Three seems like a magic number: not too many and not too few either.
For example, when I teach, I usually organize my lesson around three major points: the what, why and how of a topic. I would begin by telling my students the three points, then discuss with them what these three points entail, and end my lesson by reminding them of these three points.
This structure works most of the time: it helps me and my students stay focused throughout the lesson.
One of the big pluses of organizing a lesson around three major points (which is easy for me to remembers and which does not overwhelm my working memory) is that I can focus more on delivering my lesson in the most efficient manner.
I can pepper my lesson with thought provoking discussion questions at strategic points, engage students in deep reflections, help them make meaningful connections and assess and monitor their learning.
The omne trium perfectum (the rule of three) is applicable to hybrid learning contexts, which most of us find ourselves in these days.

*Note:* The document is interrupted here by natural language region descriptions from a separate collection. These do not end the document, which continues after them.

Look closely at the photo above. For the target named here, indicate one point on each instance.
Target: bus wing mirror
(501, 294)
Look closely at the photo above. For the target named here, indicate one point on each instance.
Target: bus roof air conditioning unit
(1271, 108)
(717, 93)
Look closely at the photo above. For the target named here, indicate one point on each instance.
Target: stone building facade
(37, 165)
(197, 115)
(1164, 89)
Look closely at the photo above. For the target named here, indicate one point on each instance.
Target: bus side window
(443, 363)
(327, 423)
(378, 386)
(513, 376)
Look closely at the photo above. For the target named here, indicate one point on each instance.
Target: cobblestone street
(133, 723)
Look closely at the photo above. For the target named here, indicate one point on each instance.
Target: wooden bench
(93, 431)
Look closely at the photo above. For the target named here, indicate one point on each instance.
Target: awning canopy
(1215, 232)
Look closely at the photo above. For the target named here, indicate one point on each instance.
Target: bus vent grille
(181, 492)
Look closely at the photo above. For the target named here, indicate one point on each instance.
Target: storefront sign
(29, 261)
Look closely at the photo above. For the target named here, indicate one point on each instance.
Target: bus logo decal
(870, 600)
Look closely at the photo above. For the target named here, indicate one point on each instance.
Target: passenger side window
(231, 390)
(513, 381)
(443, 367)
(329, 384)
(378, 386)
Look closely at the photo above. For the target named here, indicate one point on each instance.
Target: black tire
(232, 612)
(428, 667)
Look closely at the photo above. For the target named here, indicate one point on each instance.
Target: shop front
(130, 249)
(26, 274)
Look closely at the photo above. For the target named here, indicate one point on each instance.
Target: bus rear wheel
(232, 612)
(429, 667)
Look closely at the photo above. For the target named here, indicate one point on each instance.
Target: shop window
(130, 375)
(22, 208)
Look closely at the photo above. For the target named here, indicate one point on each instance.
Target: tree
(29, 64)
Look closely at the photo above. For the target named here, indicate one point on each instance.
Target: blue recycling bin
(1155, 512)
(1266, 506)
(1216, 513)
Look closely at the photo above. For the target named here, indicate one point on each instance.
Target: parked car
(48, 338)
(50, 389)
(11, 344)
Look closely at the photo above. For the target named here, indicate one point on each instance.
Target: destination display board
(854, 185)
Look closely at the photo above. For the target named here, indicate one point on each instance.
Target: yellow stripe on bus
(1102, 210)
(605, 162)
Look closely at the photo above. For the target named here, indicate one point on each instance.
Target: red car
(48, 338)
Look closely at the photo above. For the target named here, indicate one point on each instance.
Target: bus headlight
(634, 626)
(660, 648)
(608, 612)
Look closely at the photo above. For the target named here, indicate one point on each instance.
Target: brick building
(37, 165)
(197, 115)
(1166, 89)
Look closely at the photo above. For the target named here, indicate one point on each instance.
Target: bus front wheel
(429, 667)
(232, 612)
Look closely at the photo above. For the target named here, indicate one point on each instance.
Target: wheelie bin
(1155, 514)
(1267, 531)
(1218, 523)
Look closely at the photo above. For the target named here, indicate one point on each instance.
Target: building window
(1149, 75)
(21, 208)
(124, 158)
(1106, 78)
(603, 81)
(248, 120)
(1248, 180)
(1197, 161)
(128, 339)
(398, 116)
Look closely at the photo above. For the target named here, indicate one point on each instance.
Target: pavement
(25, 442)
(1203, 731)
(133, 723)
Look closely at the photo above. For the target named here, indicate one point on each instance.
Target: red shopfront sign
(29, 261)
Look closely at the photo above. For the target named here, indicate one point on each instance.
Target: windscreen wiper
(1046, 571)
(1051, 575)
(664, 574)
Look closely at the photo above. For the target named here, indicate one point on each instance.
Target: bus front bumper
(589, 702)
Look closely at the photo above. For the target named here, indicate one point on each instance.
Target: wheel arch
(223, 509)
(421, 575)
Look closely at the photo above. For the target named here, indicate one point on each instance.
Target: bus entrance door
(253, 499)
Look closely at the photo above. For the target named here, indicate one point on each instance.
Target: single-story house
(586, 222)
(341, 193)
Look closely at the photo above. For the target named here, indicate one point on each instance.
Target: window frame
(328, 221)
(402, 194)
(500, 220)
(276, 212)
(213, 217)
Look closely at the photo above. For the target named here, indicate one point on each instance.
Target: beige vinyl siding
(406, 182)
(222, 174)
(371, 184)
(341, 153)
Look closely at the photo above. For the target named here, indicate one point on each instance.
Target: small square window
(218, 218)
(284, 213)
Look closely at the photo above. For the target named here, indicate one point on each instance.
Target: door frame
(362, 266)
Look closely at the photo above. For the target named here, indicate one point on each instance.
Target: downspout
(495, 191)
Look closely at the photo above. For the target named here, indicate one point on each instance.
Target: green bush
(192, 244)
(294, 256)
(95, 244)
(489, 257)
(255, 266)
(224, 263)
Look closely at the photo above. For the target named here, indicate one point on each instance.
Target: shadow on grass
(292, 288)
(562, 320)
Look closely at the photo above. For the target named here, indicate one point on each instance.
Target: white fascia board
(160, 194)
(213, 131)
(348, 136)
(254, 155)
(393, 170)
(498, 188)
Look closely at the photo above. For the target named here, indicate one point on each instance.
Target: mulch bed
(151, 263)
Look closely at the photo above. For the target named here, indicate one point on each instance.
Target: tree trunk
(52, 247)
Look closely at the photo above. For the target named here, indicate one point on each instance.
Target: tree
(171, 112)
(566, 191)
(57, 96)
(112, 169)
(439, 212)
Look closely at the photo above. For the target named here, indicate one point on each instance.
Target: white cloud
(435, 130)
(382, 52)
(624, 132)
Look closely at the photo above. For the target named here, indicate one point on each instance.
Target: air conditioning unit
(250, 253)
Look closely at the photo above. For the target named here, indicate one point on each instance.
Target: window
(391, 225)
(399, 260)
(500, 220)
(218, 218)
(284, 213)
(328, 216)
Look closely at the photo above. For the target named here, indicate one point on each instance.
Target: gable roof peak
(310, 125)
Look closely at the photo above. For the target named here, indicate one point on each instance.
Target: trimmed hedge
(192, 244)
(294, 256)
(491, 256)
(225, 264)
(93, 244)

One key question that teachers often ask is: How many tech tools should they use in a single lesson?
The answer to this question can be different depending on who the question is addressed to. Some say the more the merrier; others, like me, would suggest the fewer the better. More is less; less is more when it comes to using tech tools in the classroom.
I would say not more than three. By keeping it to three, you could free up your attentional resources for the more important task, i.e., delivering your lesson in the most efficient manner. This often involves keeping your students engaged affectively, cognitively and socially throughout the lesson so that they get the most out of your lesson.

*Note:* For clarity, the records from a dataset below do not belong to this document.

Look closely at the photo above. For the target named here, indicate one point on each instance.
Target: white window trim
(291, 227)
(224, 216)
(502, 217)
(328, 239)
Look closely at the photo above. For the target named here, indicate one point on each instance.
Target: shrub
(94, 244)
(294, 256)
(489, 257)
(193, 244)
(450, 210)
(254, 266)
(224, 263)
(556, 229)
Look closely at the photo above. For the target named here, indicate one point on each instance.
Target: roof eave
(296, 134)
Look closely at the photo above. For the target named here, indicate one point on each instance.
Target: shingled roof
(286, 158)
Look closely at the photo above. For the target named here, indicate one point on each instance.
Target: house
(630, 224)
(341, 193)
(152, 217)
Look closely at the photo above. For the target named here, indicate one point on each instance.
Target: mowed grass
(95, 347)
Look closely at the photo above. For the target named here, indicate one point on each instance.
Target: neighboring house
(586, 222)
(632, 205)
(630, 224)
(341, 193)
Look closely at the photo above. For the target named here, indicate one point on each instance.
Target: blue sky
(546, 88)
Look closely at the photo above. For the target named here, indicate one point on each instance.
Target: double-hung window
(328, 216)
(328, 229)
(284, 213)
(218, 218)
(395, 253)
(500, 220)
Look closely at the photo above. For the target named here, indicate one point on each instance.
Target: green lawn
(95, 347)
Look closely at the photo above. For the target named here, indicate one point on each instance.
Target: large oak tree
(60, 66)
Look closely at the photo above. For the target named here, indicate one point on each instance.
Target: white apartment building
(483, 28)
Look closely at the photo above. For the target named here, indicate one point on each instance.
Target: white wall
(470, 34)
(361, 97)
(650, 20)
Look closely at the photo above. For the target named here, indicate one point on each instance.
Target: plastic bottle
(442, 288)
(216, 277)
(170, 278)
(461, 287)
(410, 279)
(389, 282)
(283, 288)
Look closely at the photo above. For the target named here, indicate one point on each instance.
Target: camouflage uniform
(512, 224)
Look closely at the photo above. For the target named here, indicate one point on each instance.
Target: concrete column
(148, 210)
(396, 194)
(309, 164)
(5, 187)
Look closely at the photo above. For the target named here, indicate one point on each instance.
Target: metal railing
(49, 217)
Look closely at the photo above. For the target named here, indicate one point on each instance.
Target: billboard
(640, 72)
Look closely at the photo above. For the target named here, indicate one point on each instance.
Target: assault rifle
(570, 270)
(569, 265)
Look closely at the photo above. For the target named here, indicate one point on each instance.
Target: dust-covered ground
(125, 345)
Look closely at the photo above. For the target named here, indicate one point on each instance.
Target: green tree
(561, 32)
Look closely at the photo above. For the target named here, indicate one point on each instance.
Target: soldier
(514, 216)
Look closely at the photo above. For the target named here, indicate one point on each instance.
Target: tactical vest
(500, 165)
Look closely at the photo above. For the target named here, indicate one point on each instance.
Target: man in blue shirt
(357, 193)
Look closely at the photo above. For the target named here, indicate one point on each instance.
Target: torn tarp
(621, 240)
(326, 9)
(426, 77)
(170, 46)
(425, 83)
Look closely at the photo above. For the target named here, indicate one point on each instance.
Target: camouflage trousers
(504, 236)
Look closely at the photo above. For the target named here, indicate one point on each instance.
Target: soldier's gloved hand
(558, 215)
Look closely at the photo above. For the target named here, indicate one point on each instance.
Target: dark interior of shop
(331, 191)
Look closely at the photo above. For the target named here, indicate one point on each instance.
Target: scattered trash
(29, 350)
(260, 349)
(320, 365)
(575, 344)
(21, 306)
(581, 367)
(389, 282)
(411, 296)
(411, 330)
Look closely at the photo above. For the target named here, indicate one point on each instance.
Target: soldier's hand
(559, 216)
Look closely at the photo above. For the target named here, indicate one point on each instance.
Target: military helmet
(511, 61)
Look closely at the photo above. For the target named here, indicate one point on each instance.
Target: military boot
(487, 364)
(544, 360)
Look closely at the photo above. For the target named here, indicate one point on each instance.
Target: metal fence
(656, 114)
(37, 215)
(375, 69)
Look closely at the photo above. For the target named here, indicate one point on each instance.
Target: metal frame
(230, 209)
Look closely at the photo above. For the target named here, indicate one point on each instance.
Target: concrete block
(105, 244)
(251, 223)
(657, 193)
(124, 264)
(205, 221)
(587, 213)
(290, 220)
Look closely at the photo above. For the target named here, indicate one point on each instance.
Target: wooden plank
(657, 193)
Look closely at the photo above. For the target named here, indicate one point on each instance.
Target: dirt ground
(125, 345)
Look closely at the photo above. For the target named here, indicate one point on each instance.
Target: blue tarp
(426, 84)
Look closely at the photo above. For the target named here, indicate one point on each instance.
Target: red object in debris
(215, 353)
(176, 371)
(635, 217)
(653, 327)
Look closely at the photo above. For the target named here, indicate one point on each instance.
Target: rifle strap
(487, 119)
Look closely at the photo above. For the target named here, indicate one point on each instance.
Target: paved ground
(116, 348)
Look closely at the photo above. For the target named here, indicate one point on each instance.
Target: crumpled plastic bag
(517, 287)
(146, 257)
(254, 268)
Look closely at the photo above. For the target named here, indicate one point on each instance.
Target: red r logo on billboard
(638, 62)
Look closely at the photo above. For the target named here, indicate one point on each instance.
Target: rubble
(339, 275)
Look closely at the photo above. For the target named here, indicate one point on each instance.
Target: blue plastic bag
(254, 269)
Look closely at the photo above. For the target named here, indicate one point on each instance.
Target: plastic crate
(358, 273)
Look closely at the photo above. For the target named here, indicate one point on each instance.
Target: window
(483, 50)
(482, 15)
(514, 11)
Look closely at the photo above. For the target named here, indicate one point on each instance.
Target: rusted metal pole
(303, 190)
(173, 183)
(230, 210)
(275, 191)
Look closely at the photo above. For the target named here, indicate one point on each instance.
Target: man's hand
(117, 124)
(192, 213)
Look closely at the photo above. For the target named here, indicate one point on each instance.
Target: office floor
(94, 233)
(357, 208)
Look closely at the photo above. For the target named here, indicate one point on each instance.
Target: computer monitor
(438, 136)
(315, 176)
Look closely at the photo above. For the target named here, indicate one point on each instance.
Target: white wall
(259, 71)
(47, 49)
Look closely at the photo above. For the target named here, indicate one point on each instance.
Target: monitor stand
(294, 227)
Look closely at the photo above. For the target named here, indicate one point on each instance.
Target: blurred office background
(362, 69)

Using numerous tech tools in a single lesson would only overburden your working memory and disrupt the flow of your lesson. Needless to say, your students would also find your lesson disorganized and confusing.

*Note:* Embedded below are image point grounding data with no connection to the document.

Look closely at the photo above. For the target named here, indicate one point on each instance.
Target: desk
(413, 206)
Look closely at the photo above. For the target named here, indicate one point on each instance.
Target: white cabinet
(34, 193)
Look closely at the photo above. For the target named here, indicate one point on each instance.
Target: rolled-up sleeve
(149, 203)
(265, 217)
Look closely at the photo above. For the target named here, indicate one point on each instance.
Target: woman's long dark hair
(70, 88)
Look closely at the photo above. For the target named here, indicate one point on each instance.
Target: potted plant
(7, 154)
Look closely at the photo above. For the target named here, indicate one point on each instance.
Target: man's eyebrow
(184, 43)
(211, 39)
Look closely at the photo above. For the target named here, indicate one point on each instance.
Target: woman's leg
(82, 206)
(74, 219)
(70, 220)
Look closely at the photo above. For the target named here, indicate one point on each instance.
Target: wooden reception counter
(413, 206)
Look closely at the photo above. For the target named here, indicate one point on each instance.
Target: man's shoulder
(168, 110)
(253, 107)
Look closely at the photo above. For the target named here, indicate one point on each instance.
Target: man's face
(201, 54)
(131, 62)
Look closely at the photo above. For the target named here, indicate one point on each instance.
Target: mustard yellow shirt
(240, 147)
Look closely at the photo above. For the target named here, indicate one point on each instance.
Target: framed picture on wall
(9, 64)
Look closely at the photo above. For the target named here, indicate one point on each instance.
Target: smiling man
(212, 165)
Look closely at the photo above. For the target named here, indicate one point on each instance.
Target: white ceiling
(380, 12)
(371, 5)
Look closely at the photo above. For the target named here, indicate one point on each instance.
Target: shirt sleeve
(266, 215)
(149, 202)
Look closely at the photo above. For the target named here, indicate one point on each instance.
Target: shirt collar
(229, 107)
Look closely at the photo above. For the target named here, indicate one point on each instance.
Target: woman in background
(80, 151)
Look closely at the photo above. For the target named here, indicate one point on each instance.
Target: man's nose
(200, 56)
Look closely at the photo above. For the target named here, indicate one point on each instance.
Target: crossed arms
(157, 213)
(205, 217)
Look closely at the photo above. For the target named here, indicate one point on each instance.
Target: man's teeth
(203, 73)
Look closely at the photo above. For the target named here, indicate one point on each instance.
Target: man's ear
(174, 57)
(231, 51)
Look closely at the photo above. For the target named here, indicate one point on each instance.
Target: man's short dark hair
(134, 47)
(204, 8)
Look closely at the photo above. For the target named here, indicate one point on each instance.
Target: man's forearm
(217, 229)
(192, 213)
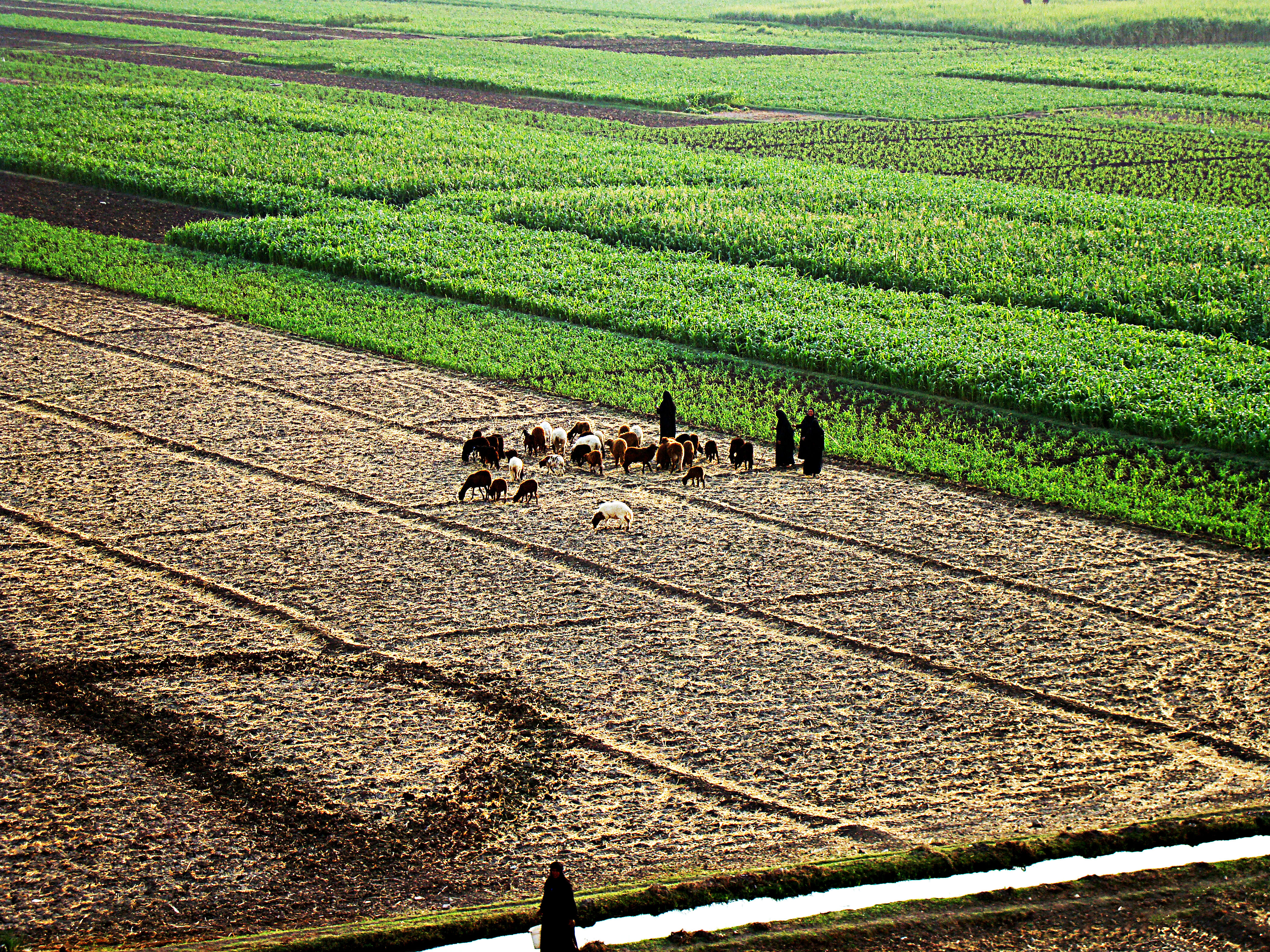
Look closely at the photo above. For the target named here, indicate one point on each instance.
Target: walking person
(784, 441)
(811, 449)
(667, 413)
(558, 913)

What three tech tools do you need? You probably need the following:
- A tech tool that can engage your students affectively, cognitively and socially during your lesson. Examples include Answer Garden, Jamboard, Mentimeter and Kahoot.
- A tool that supports participatory learning, i.e., one that involves students in the co-construction of knowledge. Examples include EdPuzzle. Wooclap, Insert Learning and Pear Deck.
- A tool that supports multimodal learning in which students can express their thoughts and demonstrate their understanding using multimodal representations, e.g. audio, video, drawings etc. Examples include Flipgrid, Kami, Zoom’s Annotate tool, etc.
Remember all great things come in threes. Not 10, not 20 and definitely NOT 30!!